Je pense que la motivation est le problème principal. Au cours de cette journée, il y a un défi : le temps imposé. On est entre amis, c’est super. Je ne pourrais pas, chez moi, me dire : « Là, je vais bosser 24 heures ! » Au bout de 2 heures, il y aurait quelque chose qui m’interpellerait, un mail, un coup de fil. Et je me dirais : « Oh, je peux le faire demain. » Il n’y aurait pas suffisamment de tension. Après, il y a des « moments ». Par exemple, ça faisait longtemps que j’avais envie de faire une BD sous forme de petites animations.
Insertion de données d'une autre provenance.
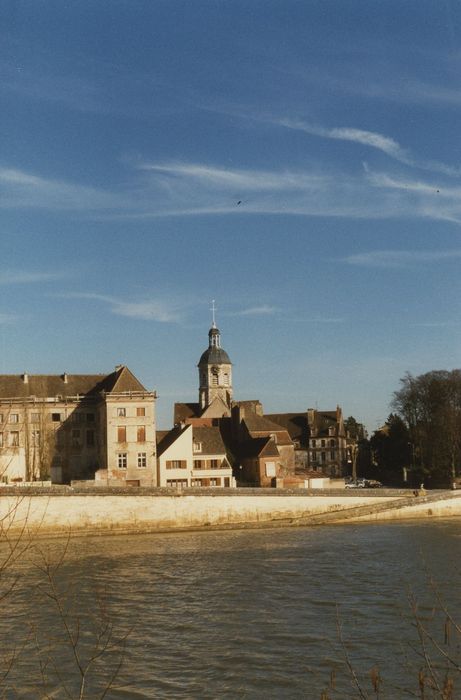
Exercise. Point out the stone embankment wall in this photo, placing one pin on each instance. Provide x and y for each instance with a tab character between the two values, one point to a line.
58	511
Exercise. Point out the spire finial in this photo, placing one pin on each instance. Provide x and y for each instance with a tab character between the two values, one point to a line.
213	311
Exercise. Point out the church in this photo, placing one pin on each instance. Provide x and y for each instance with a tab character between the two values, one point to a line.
264	450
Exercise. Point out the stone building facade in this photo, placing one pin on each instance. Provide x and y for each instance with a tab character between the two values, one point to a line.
64	427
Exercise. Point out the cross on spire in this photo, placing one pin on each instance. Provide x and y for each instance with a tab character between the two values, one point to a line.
213	311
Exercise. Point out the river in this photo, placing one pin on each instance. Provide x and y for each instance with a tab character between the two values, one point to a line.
287	613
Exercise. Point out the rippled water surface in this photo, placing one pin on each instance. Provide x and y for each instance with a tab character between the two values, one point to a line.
244	614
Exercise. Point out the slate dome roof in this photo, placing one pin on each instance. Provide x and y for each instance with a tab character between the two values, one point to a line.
215	356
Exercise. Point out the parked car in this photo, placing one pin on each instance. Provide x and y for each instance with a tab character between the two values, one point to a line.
355	484
374	484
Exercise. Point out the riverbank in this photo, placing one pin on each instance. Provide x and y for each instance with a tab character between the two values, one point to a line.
58	510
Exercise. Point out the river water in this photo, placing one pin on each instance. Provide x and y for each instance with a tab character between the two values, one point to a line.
287	613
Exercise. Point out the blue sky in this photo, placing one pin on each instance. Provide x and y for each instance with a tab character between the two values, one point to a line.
299	162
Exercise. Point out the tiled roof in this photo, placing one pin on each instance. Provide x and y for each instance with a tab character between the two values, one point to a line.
52	385
258	447
294	423
211	440
182	411
258	424
168	439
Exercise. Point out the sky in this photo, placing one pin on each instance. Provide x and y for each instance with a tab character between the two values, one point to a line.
298	162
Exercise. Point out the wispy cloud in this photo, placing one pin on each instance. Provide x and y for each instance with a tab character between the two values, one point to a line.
7	318
371	139
12	277
264	310
246	180
401	258
145	310
200	189
26	190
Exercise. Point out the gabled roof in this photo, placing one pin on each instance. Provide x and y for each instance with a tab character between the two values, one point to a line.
258	426
294	423
170	437
123	381
258	447
323	420
63	385
183	411
210	438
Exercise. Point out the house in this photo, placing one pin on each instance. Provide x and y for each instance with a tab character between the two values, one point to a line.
193	456
319	438
264	449
74	426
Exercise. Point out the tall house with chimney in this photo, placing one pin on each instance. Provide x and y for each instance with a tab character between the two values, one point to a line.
77	426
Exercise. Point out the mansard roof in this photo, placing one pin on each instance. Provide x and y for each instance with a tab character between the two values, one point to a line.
25	386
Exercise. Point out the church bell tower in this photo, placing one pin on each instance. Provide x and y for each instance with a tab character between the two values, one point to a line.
215	370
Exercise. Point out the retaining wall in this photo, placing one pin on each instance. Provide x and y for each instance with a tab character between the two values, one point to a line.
57	511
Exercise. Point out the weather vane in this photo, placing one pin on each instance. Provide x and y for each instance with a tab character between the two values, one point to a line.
213	310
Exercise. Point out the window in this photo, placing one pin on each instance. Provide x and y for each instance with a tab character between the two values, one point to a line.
176	464
76	438
178	483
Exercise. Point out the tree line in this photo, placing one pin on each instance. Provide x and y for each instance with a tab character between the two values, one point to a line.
421	439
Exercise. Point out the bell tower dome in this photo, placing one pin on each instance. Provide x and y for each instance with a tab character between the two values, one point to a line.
215	370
Un jour, j’ai trouvé mon idée : « Mais oui, c’est ça que je dois faire ! » L’excitation d’avoir trouvé a suffi à me tenir éveillé. Je m’y suis mis à midi et j’ai fini à 6 heures du matin, en travaillant sans interruption. J’avais entendu dire que quand Franquin [auteur de « Spirou »] faisait un album, il passait par une phase créative très dense, et, ensuite, il déprimait durant un an et il ne faisait plus rien. Je n’ai pas du tout de propension à la dépression, mais je suis pareil. On va me dire : « Il faut que tu rendes ton album en mai. » En févier, je vais me mettre en panique à travailler 12 heures par jour jusqu’à mai, et, après, je ne vais rien glander jusqu’à juillet. Dès le moment où je n’ai pas cette obligation de rendre quelque chose, je fais comme tout le monde : je glande chez moi et je regarde des séries télé.

Dans cet album, vous nous montrez comment votre temps de travail a évolué…

Plutôt positif comme message : finalement, on y arrive toujours ! Vous parlez aussi de la façon dont les gens perçoivent le métier de scénariste. Pas très encourageant pour ceux qui voudraient le devenir…

J’ai de la chance, je suis scénariste ET dessinateur, donc on voit le résultat de mon travail de scénariste. Le nombre de fois où j’entends des gens qui disent : « Oh, mais vous avez de la chance vous, vous n’avez qu’à imaginer des histoires… » Ils ne se doutent pas que c’est tout un travail : des heures de doute, de répétition, de pages froissées, jetées, de douleur, de panique aussi. « Est-ce que ce que je vais raconter va intéresser quelqu’un ? » On est seul avec un nombre incalculable de terreurs. Les gens nous disent : « Vous avez de la chance, c’est rigolo ! » Je pense que c’est un des métiers les plus sous-estimés du monde.

Et ces gens qui trouvent ce métier si « facile »… n’hésitent pas à vous donner des idées !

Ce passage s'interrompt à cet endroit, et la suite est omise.